Dr. Hendrick Milting says a genetic mutation carried by several Newfoundland families matches a genetic mutation he has been studying in a German family.

Researchers studying a genetic mutation, which causes sudden cardiac death, may have discovered a genetic link between German, Danish and Newfoundland families.

Dr. Hendrick Milting, a genetics researcher at the Heart and Diabetes Center North Rhine-Westphalia in Bad Oeynhausen, Germany, has been doing work with a gene mutation for arrhythmogenic right ventricular, or ARVC, a form of heart disease that usually appears in early adulthood and causes sudden cardiac death.

It has affected many members of a German family.

That mutation is the same one that genetic researchers at Memorial University identified in 2008 as affecting 24 Newfoundland families — adding up to 1,200 people over several generations.

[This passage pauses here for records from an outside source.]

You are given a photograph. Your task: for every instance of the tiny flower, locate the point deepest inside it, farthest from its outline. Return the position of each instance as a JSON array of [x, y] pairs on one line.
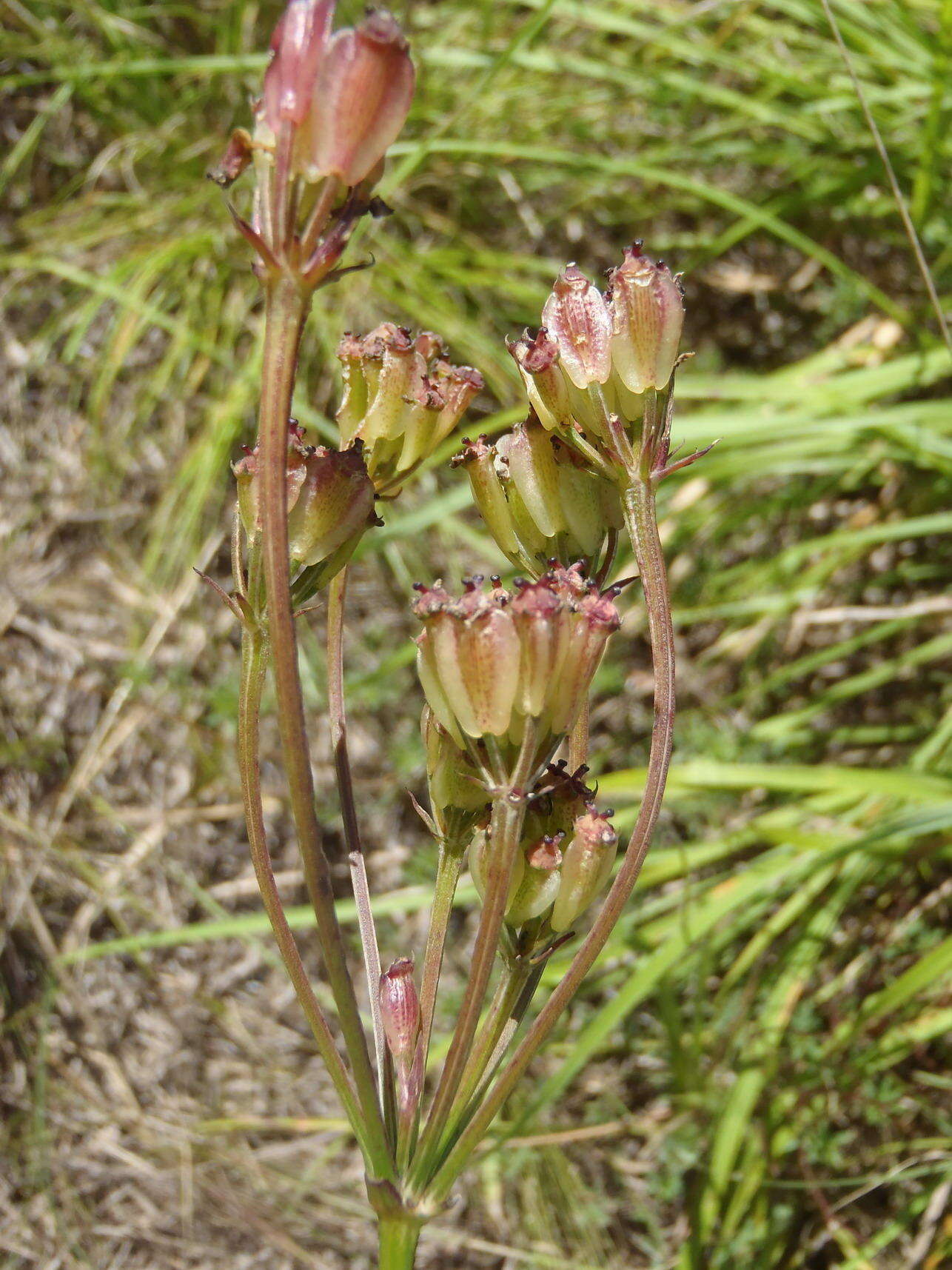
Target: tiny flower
[[587, 866], [298, 46], [481, 847], [401, 398], [361, 99], [249, 484], [330, 501], [453, 783], [648, 313], [540, 880], [471, 649], [334, 504], [538, 498], [557, 801], [489, 662], [575, 316], [400, 1011]]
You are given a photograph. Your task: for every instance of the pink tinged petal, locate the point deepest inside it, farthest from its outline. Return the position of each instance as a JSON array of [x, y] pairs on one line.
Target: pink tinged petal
[[298, 44], [540, 883], [334, 506], [587, 866], [446, 632], [489, 657], [480, 461], [400, 1010], [532, 467], [577, 318], [362, 99], [431, 682], [648, 313]]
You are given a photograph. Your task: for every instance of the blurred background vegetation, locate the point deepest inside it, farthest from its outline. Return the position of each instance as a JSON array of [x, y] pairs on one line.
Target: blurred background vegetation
[[758, 1074]]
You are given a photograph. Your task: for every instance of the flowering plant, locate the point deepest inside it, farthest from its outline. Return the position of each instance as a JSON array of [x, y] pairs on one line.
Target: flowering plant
[[507, 671]]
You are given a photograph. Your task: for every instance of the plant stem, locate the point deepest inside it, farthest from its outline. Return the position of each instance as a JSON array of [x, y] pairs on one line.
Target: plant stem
[[399, 1237], [500, 1012], [579, 741], [641, 522], [254, 664], [508, 815], [337, 714], [449, 868], [286, 309]]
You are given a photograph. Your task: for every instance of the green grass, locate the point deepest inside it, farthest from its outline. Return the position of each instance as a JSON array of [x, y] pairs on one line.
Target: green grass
[[771, 1020]]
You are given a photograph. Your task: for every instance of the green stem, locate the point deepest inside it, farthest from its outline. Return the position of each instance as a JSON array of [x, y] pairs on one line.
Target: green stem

Not only did Milting discover the Newfoundland research, he also found a similar mutation in a Danish family.

"By chance at the same time, a group in Copenhagen found a similar family in Denmark. We decided to make a genetic fingerprint of these families and we found that all these families are connected," said Milting.

"So they have a common root."

Milting has come to Memorial University to work with genetic researchers Dr. Kathy Hodgkinson, Dr. Terry Lynn Young, and Dr. Sean Connors at the Faculty of Medicine.

He has also planned to meet with history, folklore, geography, and anthropology experts to try to find out more about how the German and Danish families could be linked to the Newfoundland family, which, like many Newfoundland families, was thought to be of English and Irish descent.

"What we have is a piece of DNA that gives us history written in a DNA code," said Hodgkinson.

"All these families are related somehow."

Milting, who works at one of the world's leading heart institutes, said the research on AVRC done at Memorial may lead to making fewer heart transplants neccessary at his institute.

At Memorial, doctors have implanted artificial pacemakers in the chests of people affected by the genetic mutation to prevent sudden death. Milting said his institute is learning from what local doctors have been doing.

Both Milting and Hodgkinson agreed that the German family has been relieved to find that more people elsewhere in the world have been facing the same medical condition, and that other researchers have been working on the disease.

"The German family has gained great comfort from knowing that they are not alone," said Hodgkinson.